Die Geschichte von Chapecoense
Es sollte einer der schönsten Tage ihres Lebens werden, es endete in einer Tragödie: Auf dem Weg zum Endspiel des südamerikanischen Elite-Turniers Copa Sudamericana, kam am 28.November 2016 fast die ganze Mannschaft des brasilianischen Fußballclubs Chapecoense bei einem Flugzeugabsturz ums Leben. Dieses Ereignis sorgte weltweit für Bestürzung und Clubs, Spieler und Fans aus der ganzen Welt nahmen an diesem Unglück Anteil. Insgesamt starben 71 Menschen bei dem Absturz.
Nun rollte das US-amerikanische Regie-Brüderpaar Jeff und Michael Zimbalist die Ereignisse von damals auf und erzählen die tragische Geschichte in ihrer Dokumentation Nossa Chepe – Unser Team. Dabei gehen sie der Frage nach, ob und wie ein Neuanfang nach solch einem Unglück möglich ist und begleiten die Protagonisten des Films in vielen intimen Momenten. Es geht um Trauerbewältigung, um Zuversicht und um die Erkenntnis, dass das Fußballgeschäft eben doch ein ganz hartes ist, und letztlich doch wieder der Profit im Vordergrund steht.
Schlag in die Magengrube
Die 100-minütige Dokumentation packt einen gleich von der ersten Sekunde an. Der Weg der Mannschaft ins Finale wird kurz abgehandelt, es folgen diverse Handyaufnahmen von ausgelassenen Spielern, die zeigen, wie die Mannschaft ins Flugzeug steigt, um zum kolumbianischen Final-Ort Medellin zu fliegen – nur wenige Stunden vor dem verheerenden Absturz. Aus dem Off sprechen die Witwen der Spieler und erzählen über die Momente, in denen sie von dem Unglück erfahren haben. Schon hier bekommt man als Zuschauer einen echten Schlag in die Magengrube versetzt.
Und auch in der Folge bleibt es emotional.

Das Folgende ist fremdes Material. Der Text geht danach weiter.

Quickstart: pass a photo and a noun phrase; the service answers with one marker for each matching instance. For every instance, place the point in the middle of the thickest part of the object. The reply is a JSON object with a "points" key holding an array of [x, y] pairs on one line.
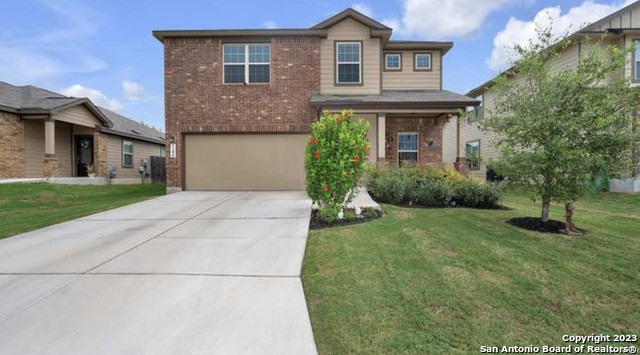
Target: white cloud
{"points": [[520, 32], [270, 24], [436, 19], [363, 8], [41, 57], [96, 96], [131, 90]]}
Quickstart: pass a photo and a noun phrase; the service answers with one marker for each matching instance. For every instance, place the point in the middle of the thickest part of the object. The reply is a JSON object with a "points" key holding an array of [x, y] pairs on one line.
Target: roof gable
{"points": [[596, 25], [34, 100], [353, 14]]}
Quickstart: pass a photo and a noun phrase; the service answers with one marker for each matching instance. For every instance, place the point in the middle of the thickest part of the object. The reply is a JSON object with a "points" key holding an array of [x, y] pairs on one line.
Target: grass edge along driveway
{"points": [[28, 206], [436, 281]]}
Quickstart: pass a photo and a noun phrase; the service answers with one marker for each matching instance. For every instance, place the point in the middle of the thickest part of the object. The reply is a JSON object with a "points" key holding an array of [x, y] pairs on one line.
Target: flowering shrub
{"points": [[334, 160]]}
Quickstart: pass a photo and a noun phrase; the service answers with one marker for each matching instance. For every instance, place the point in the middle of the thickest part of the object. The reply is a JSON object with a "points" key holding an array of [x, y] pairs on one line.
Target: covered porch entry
{"points": [[65, 143], [405, 126]]}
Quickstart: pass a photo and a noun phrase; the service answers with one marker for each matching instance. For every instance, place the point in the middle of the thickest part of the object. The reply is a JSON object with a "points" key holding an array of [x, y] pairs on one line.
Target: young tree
{"points": [[559, 127], [334, 159]]}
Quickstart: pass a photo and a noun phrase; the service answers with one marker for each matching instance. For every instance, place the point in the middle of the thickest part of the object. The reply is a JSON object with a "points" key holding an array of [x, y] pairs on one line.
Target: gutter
{"points": [[132, 136]]}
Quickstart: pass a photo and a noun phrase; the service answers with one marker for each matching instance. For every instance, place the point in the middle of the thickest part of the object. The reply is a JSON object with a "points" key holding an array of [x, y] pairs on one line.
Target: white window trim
{"points": [[124, 153], [468, 143], [417, 150], [339, 62], [246, 63], [415, 61], [634, 72], [386, 67]]}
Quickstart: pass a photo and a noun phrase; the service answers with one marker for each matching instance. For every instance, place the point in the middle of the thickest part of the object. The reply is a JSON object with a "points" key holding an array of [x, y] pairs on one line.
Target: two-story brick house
{"points": [[239, 103]]}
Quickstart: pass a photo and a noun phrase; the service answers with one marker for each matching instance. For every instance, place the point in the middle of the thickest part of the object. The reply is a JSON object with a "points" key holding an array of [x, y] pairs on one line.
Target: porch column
{"points": [[49, 138], [50, 162], [381, 137], [461, 164]]}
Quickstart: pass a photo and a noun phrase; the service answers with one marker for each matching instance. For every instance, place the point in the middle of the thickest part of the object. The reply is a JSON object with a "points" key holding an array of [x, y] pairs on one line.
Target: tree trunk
{"points": [[545, 210]]}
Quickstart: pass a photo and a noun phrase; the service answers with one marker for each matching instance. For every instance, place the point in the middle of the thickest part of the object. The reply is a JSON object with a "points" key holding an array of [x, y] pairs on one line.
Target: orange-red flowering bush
{"points": [[334, 160]]}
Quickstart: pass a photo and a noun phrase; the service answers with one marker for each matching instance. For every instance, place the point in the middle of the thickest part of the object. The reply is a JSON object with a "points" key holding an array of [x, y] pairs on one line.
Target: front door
{"points": [[84, 154]]}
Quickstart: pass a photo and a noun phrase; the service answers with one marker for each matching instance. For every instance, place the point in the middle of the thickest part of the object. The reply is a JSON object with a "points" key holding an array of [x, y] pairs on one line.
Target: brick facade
{"points": [[50, 167], [196, 100], [11, 146], [429, 138]]}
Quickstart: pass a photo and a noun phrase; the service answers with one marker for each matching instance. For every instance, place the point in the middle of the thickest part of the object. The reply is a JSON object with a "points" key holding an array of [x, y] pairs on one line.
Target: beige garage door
{"points": [[245, 162]]}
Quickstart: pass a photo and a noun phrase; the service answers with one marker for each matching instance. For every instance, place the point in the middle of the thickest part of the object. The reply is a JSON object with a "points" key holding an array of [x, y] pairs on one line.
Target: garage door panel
{"points": [[245, 162]]}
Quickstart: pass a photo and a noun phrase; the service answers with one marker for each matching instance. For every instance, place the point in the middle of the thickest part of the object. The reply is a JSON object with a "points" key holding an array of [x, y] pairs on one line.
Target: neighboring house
{"points": [[45, 134], [621, 29], [239, 103]]}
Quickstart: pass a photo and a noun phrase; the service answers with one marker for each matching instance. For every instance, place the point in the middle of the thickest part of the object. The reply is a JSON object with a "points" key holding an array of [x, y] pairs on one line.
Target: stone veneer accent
{"points": [[429, 130], [11, 146], [197, 101]]}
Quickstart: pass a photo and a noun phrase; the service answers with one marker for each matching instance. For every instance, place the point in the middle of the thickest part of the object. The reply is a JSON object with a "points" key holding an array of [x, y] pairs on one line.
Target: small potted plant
{"points": [[91, 170]]}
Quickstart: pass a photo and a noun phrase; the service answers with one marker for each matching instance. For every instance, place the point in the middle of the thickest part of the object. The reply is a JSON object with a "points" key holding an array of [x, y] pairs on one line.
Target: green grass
{"points": [[443, 281], [25, 207]]}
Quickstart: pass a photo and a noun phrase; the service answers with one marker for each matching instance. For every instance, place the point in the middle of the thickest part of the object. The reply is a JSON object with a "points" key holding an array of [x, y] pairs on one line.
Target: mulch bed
{"points": [[317, 224], [413, 205], [535, 224]]}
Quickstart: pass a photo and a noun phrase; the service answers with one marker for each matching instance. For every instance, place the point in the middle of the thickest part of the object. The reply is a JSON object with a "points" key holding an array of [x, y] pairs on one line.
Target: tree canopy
{"points": [[560, 126]]}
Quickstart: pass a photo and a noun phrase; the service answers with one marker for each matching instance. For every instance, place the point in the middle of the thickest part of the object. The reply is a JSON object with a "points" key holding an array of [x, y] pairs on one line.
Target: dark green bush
{"points": [[369, 212], [433, 193], [389, 186], [431, 187], [477, 195], [327, 215], [349, 215]]}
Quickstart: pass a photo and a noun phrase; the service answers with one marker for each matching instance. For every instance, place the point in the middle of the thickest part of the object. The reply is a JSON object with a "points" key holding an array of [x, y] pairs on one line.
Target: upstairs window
{"points": [[421, 61], [127, 154], [393, 61], [472, 154], [476, 113], [636, 61], [407, 148], [349, 63], [247, 63]]}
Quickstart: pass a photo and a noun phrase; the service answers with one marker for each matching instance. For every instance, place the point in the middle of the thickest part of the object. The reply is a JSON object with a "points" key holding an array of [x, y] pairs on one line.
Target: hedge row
{"points": [[431, 187]]}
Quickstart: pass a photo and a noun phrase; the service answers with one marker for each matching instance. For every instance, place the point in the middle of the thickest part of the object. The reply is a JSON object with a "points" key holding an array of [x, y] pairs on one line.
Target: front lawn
{"points": [[25, 207], [436, 281]]}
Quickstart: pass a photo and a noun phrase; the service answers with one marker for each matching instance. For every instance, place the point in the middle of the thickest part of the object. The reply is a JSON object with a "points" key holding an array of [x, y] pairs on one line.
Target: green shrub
{"points": [[475, 194], [334, 160], [349, 215], [327, 215], [429, 186], [369, 212], [390, 186], [433, 193]]}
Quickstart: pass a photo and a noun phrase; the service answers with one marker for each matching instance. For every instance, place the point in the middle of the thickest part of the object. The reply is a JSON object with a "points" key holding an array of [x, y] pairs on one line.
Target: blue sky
{"points": [[104, 48]]}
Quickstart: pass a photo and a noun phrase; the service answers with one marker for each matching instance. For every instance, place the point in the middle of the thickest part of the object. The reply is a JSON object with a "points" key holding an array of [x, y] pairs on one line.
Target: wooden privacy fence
{"points": [[158, 175]]}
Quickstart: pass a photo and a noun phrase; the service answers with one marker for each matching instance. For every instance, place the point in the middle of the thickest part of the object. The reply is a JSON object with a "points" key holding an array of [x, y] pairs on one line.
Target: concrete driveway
{"points": [[187, 273]]}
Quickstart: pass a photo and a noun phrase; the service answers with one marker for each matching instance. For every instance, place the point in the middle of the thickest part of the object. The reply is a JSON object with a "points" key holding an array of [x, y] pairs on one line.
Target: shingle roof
{"points": [[422, 98], [31, 99], [130, 128]]}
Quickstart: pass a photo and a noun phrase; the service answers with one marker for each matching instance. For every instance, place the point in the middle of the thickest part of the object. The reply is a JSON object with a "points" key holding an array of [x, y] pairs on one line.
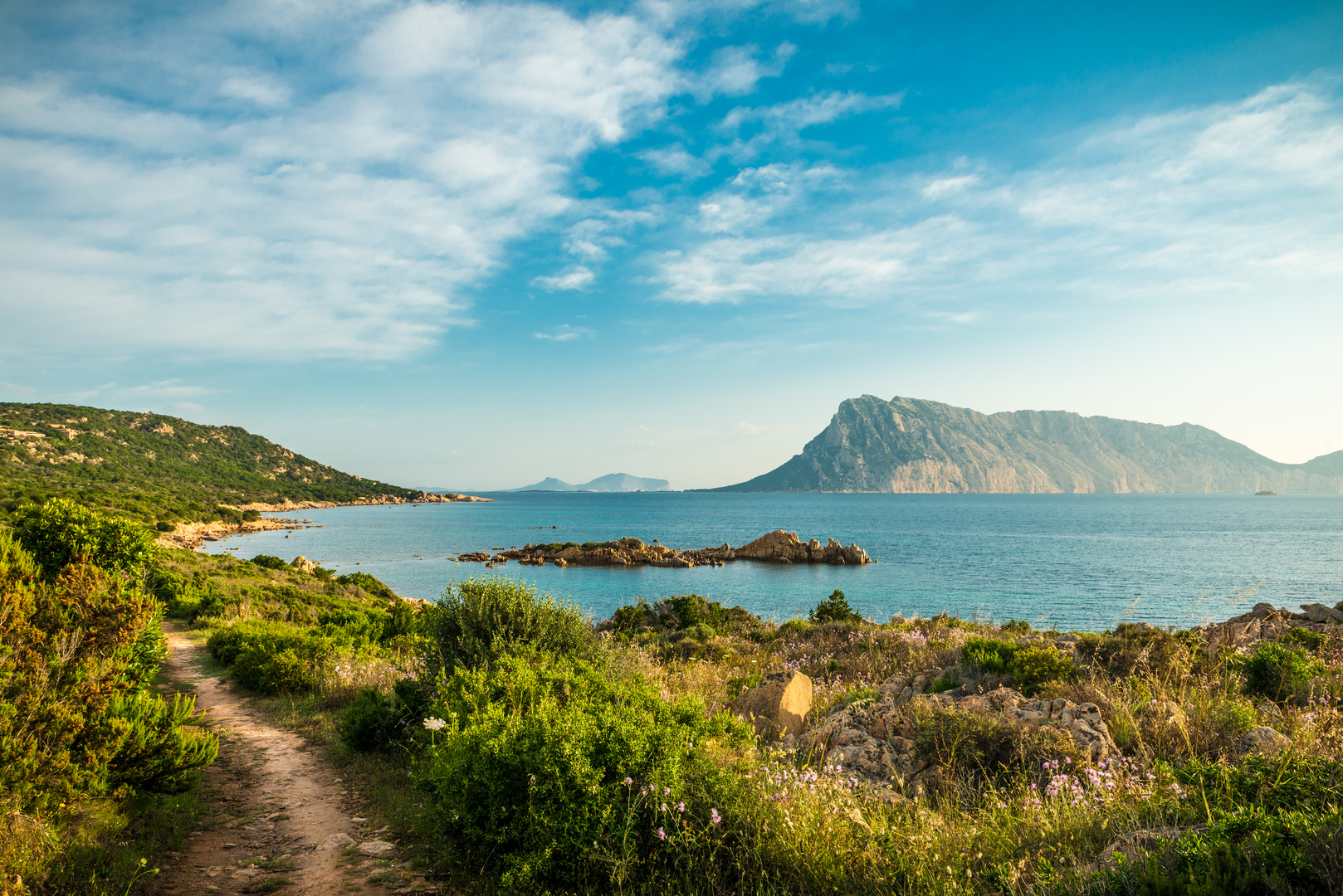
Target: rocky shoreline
{"points": [[775, 547], [193, 535]]}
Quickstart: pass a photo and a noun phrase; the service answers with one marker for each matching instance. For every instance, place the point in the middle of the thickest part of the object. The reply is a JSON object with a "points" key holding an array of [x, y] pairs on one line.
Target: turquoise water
{"points": [[1076, 561]]}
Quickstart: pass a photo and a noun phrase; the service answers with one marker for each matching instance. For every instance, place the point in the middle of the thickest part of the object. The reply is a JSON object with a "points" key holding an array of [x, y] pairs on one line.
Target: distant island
{"points": [[608, 483], [914, 445]]}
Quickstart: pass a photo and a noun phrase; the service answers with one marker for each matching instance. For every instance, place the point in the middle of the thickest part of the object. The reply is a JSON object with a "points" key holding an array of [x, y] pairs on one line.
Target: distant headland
{"points": [[914, 445], [608, 483]]}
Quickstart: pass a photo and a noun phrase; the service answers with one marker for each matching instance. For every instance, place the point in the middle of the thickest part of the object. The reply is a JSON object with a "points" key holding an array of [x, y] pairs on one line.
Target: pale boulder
{"points": [[778, 705]]}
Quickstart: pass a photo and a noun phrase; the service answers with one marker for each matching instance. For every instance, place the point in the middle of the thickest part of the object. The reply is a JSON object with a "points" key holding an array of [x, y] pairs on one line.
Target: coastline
{"points": [[193, 535]]}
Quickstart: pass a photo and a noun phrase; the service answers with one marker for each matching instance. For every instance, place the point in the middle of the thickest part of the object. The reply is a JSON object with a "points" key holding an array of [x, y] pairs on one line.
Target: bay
{"points": [[1076, 562]]}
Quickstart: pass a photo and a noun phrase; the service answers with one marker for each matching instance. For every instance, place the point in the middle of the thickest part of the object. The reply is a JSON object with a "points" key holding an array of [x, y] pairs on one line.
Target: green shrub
{"points": [[369, 723], [530, 778], [269, 562], [989, 655], [1279, 672], [834, 609], [1033, 665], [61, 533], [480, 620], [369, 583], [1303, 637]]}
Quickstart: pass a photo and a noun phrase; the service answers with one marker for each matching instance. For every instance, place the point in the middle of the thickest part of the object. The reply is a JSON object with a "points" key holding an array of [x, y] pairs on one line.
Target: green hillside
{"points": [[156, 468]]}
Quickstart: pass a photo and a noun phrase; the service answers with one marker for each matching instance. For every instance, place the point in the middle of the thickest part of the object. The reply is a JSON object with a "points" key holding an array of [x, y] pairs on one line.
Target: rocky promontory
{"points": [[775, 547]]}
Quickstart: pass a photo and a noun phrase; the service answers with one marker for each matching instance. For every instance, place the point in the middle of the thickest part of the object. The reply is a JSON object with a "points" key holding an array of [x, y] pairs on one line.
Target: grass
{"points": [[791, 824]]}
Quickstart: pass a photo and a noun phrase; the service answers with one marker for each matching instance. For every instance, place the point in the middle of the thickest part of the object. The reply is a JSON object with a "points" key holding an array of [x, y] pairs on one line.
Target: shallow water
{"points": [[1076, 561]]}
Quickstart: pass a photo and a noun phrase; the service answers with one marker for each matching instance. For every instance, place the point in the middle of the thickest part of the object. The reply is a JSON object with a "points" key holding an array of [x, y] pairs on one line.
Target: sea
{"points": [[1069, 562]]}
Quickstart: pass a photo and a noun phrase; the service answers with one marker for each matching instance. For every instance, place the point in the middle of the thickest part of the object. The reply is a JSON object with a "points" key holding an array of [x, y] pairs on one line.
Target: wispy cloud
{"points": [[1230, 199], [576, 278], [564, 334], [345, 221]]}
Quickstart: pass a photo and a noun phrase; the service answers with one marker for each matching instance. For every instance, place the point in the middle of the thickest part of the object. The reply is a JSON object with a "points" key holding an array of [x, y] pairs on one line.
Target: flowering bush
{"points": [[534, 779]]}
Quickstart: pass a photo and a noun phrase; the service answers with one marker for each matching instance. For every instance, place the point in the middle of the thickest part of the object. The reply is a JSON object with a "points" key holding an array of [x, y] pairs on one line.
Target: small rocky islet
{"points": [[774, 547]]}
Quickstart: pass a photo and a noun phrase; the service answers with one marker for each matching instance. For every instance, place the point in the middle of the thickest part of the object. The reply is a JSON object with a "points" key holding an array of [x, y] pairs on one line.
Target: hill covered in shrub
{"points": [[156, 468]]}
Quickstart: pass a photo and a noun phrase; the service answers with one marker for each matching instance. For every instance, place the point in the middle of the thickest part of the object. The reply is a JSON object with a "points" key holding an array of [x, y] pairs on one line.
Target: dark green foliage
{"points": [[158, 752], [369, 583], [61, 533], [686, 614], [1303, 637], [834, 609], [378, 722], [530, 786], [989, 655], [156, 468], [371, 722], [271, 562], [482, 618], [1279, 672]]}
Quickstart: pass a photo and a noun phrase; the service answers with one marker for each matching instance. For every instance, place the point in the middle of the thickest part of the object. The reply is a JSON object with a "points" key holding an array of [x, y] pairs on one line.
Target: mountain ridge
{"points": [[921, 446], [608, 483], [158, 468]]}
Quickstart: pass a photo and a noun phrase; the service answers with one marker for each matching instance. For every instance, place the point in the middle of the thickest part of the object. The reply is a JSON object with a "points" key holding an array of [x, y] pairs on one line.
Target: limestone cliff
{"points": [[912, 445]]}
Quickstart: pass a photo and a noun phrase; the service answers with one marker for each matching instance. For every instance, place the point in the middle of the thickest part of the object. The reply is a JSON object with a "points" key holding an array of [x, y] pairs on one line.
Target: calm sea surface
{"points": [[1076, 561]]}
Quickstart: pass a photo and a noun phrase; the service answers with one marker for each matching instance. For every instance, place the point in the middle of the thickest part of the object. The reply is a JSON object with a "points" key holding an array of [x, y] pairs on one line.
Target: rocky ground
{"points": [[775, 547], [284, 817]]}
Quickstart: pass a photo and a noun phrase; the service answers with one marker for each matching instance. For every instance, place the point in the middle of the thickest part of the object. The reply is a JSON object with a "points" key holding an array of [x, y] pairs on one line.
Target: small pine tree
{"points": [[834, 609]]}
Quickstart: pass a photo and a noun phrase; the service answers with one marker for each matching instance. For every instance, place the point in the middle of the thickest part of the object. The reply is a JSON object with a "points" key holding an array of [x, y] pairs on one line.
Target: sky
{"points": [[471, 245]]}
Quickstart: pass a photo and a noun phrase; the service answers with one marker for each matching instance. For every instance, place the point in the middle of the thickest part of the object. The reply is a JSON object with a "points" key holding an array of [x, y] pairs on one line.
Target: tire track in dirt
{"points": [[282, 816]]}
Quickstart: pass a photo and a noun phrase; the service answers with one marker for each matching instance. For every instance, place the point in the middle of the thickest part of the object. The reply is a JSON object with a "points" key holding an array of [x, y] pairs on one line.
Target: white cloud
{"points": [[782, 124], [564, 334], [1214, 203], [578, 278], [348, 222]]}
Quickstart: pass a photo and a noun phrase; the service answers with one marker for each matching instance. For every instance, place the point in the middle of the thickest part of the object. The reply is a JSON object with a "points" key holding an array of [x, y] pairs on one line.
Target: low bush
{"points": [[269, 562], [554, 774], [1280, 672], [1033, 666], [482, 618]]}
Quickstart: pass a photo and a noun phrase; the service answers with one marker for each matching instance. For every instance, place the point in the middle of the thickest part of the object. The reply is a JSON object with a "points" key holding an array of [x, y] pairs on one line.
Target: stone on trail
{"points": [[778, 705]]}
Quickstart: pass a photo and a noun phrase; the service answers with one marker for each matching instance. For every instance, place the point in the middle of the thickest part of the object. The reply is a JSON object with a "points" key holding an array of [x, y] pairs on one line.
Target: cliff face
{"points": [[911, 445]]}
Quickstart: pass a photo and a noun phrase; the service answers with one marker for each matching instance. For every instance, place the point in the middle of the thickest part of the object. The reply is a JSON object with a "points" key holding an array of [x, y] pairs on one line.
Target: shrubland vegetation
{"points": [[515, 747], [95, 766], [158, 469], [548, 755]]}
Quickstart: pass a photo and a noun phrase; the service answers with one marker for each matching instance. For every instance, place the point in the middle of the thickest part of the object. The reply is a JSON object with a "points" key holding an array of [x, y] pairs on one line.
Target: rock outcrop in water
{"points": [[912, 445], [775, 547]]}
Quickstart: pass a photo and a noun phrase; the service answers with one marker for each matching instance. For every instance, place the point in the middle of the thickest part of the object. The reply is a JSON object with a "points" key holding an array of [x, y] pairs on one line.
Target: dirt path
{"points": [[284, 818]]}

Sechs Personen überlebten wie durch ein Wunder den Absturz, drei davon waren die Spieler Alan Ruschel, Jakson Follmann und Hélio Neto. Die Dokumentation beschäftigt sich sehr intensiv mit dem Schicksal des Trios und zeigt ihren Weg zurück ein geregeltes Leben. Dabei wird dem Zuschauer schnell klar, dass das Träume ein Leben lang bleiben wird. In den Interviews mit den Spielern fließen immer wieder Tränen.
Ein weiterer großer Faktor des Films ist der Versuch, die Mannschaft wieder neu zu beleben. Nicht nur Spieler, auch Trainer und ein Großteil des Vereinsvorstandes kamen bei Flug 2933 ums Leben. Trotzdem will sich der Verein zurück kämpfen – und steht damit vor einer fast unlösbaren Mammutaufgabe. Das Kamerateam begleitet hier Gespräche des Aufsichtsrats und zeigt die Zwickmühle, in der sich die Verantwortlichen befinden. Es muss irgendwie weitergehen – so muss es eben bei einem Wirtschaftsunternehmen, und effektiv ist ein Fußballverein nichts Anderes, sein.
Der Profit mit der Katastrophe
Beim Blick nach vorne scheint vor allem wichtig, das Geschehene hinter sich zu lassen. Kein Wunder also, dass die Zukunftsvision und die trauernden Familien, sowie die traumatisierten Überlebenden plötzlich gegeneinander arbeiten. Ruschel, Follmann und Neto sollen dem Verein weiter ein Gesicht geben und werden fortan sogar zu Marketingzwecken genutzt. Die Kamera ist sogar dabei, als Neto seinem Freund Follmann sagt: „Der Verein profitiert vom Tod der Spieler.“ Als Neto beiläufig erzählt, dass er keine psychologische Hilfe vom Verein bekommt, sondern sich privat jemanden suchen musste, wird dem Zuschauer erneut flau im Magen.
Von solchen Situationen gibt es in dieser außergewöhnlichen Dokumentation einige. Man trauert mit den Spielern, kann aber auch die andere Seite verstehen. Eine klare Unterteilung in „Gut“ und „Böse“ gibt es nicht, der Zuschauer ist mit vielen Situationen vermutlich genauso überfordert, wie die Protagonisten.
Fazit: Wahnsinn, wie nah die Zimbalist-Brüder an die Beteiligten rankommen und somit jedem Protagonisten genug Raum geben. Die Doku verzichtet auf jegliche Kommentare, lässt einfach nur die Anwesenden sprechen – dies sorgt in vielen Situationen für Stille und Nachdenklichkeit. Eine tolle Dokumentation – für jeden…
Nossa Chape läuft ab dem 28. März 2019 im Kino.